VIDEO: Burning R1m a minute

VISKOP’s dream homes burned at a rate of R1-million a minute.

These estimates came from Keith Snyman, chairman of the lifestyle development’s board of trustees, and developer-builder Dough Kunhardt yesterday.

They were speaking in the aftermath of Friday’s gale, which sent clumps of flaming thatch flying arrow-like through the air causing the blaze to jump from home to home.

Ten homes and a flat on the lower flanks of Viskop Hill overlooking the Chefana (Cefane) River were razed with shocking speed and ferocity.

While South Africans look forward to celebrate heritage and joyfully braai today, Viskop residents, assessors and one forensic expert were picking through their ruins.

Snyman said one home owner was not insured, while another had not insured the contents of the household.

He and Kunhardt agreed that damage of about R60-million was wreaked during 60 minutes of fire, wind and dense smoke.

Snyman said: “Everybody’s trying to look after themselves financially to see whether they can build again.”

Emotional e-mails from residents in Johannesburg and Cape Town heaped praise and gratitude on Kunhardt, 64, for putting his life at risk.

At noon yesterday, the Dispatch found Kunhardt on the site of one of two tiled homes in the fiery row which did not burn.

Kunhardt reluctantly showed the Dispatch burnt fingertips and grazes to his hands, elbows and chest. He declined medical advice to have his red, puffy eyes treated.

He said Viskop had been his vision and life’s work from the age of 20.

A neighbour, Ted Keenan, said Kunhardt came close to dying high up on one of the thatched roofs.

Kunhardt said he heard shouts to get off because flames were underneath the roof.

Two fellow fire-fighters fled for their life, taking the ladder with them and forgetting him.

Kunhardt stopped digging burning clumps from the roof and realised he was stranded.

He lay down and went for a controlled descent using his hands and forearms as brakes, “but I was going faster and faster”.

He dropped 3m onto a cement roof and managed to land and roll but still had to jump to safety across a 3m-deep, 2m-wide gap onto a wall.

His actions were spurred on by the quick appearance of scores of residents, business owners and employees, farmers and staff from around the district who bolstered a struggling crew of Amathole municipal fire-fighters.

“They came from Olivewood, African Heartland, Cefani Resort, Buccaneers, and Barefoot Cafe. Black and white.”

Chintsa East boom guard Simon Kongela and others bounced a BMW with a locked steering out of a garage.

Earlier, as Kunhardt was about to have his builder’s tea at 9am, Gary Cairns from Cefani called saying smoke was coming from Rex

Tomlinson’s home.

Kunhardt rushed to the scene but by 10:10am realised the last house in the line was gone.

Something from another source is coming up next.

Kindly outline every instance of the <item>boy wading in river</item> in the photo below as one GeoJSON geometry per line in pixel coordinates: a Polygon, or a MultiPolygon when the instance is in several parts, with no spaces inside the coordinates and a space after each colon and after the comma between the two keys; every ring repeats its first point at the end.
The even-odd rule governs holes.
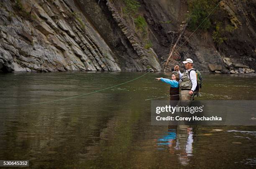
{"type": "Polygon", "coordinates": [[[171,85],[170,87],[170,100],[179,100],[179,77],[177,72],[174,72],[172,74],[172,80],[169,79],[163,78],[163,77],[156,78],[157,80],[161,80],[162,82],[168,83],[171,85]]]}
{"type": "Polygon", "coordinates": [[[182,80],[179,87],[181,88],[181,100],[190,100],[192,95],[197,87],[197,75],[195,69],[193,68],[193,60],[187,59],[182,62],[184,64],[186,71],[181,73],[178,65],[174,67],[174,70],[178,72],[179,78],[182,80]]]}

He recalled thinking: “This is stuffed. Now there is only farmland to burn,” and walked away from the devastation to his home on the

water’s edge and made himself

“a cup of tea”.

Later, when he stripped to shower he found a blackened hole in the gusset of his underpants the size of a R5 coin which he intends to frame above his bar.

He said the fire started in a kitchen in the Tomlinson home which was locked and unoccupied. He said the home was built to comprehensive professional specifications.

Speaking with a rasp in his voice, Kunhardt, a pioneering Nahoon Reef surfer, and endurance paddle-skier, whose hands are thick and hardened from 42 years of civils and building, said: “I don’t want any money out of it, but I am available to play a major role in the rebuilding of Viskop. I just want to help. People who built here did so from the heart. They saved. They are not mega-wealthy.”